How might these results impact clinical practice?

We hope that the MICON-ICH risk score will help clinicians identify patients who are at the highest risk of future intracranial haemorrhage. These patients might benefit from closer follow-up, more intensive blood pressure monitoring and treatment, and lifestyle interventions such as minimising alcohol intake. Of course, ideally all patients taking antithrombotic medication should be offered this care, but in real-world clinical practice, targeting our efforts at those most likely to benefit is often necessary. Our vision is that the risk scores will be used routinely by clinicians on the stroke unit and in clinics to inform prognostic discussions with patients.

WHAT SURPRISED YOU MOST?

We found little evidence of an association between antithrombotic treatment type and intracranial haemorrhage risk in our study population. We interpret this as being partly due to treatment bias, reflecting the observational data used in our study. While we accounted for many potentially-confounding variables in our model development process, more complex attributes such as frailty – and perhaps even a clinician’s subjective assessment of ‘suitability’ for anticoagulation – are difficult to parameterise in a prediction model. Because of this limitation, we advise against using our scores to decide between antithrombotics. Instead, they should be used to assess prognosis once the intended antithrombotic has been selected.

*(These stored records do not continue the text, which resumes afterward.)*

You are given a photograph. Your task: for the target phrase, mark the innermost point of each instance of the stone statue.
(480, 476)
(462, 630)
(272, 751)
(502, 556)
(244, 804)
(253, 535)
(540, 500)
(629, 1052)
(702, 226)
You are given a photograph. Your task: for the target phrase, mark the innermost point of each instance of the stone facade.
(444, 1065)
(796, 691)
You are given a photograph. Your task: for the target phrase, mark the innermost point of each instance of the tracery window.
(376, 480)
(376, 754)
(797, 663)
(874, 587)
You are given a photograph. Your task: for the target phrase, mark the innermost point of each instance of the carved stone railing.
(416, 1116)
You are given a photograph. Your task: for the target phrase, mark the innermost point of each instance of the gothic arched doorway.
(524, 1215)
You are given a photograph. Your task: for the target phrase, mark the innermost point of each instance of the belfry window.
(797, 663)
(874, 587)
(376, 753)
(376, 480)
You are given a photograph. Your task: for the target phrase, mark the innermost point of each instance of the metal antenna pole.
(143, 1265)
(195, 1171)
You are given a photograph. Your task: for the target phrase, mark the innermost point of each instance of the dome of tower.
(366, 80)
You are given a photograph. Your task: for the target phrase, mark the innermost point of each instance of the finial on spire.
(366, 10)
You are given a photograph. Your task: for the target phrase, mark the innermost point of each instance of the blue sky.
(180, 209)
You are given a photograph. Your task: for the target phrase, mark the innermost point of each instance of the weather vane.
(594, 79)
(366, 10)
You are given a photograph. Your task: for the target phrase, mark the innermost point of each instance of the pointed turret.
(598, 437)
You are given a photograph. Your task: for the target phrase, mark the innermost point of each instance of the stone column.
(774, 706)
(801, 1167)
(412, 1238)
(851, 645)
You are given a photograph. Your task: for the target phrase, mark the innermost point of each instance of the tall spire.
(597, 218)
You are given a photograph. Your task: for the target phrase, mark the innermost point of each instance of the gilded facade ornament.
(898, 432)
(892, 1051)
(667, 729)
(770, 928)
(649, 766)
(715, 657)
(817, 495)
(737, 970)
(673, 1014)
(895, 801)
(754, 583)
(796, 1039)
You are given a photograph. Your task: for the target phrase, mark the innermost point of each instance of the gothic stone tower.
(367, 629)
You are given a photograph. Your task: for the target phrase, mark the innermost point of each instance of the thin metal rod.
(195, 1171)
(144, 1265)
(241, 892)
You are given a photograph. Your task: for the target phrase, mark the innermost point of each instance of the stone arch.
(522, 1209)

WHAT’S NEXT FOR THIS RESEARCH?

As we used all available data in our model development process – in order to develop the best prediction model we could – externally validating the MICON-ICH score would be valuable, and we encourage other research groups with access to suitable data to test it. It would be interesting to see if the MICON scores have value in other populations, for example those without previous stroke, or survivors of intracerebral haemorrhage. We are also interested in the potential use of the MICON-ICH score in research. The incidence of intracranial haemorrhage is low compared to that of ischaemic stroke, making research into prevention strategies challenging. The ability to select and recruit participants at highest predicted ICH risk could reduce the sample sizes required, and, with the ever-increasing use of MRI in routine clinical practice, using our score do this should be feasible.

IS THERE ANYTHING YOU’D LIKE TO ADD?

The MICON-ICH and MICON-IS scores are available as a web calculator on the NeuroMind website (www.neuromind.cc/n/60451) and on the NeuroMind mobile App. We are grateful to Pieter Kubben for this. Our sincere thanks also go to our many co-authors and collaborators in this work, which was a truly international effort, to our funders, and to the participants in the 38 research studies included, whose willingness to take part in research made this work possible.

DO YOU HAVE ANY CONFLICTS/DISCLOSURES?

Jonathan Best has no conflicts of interest or disclosures. David Werring reports personal fees from Bayer, Alnylam, and Portola, outside of this work.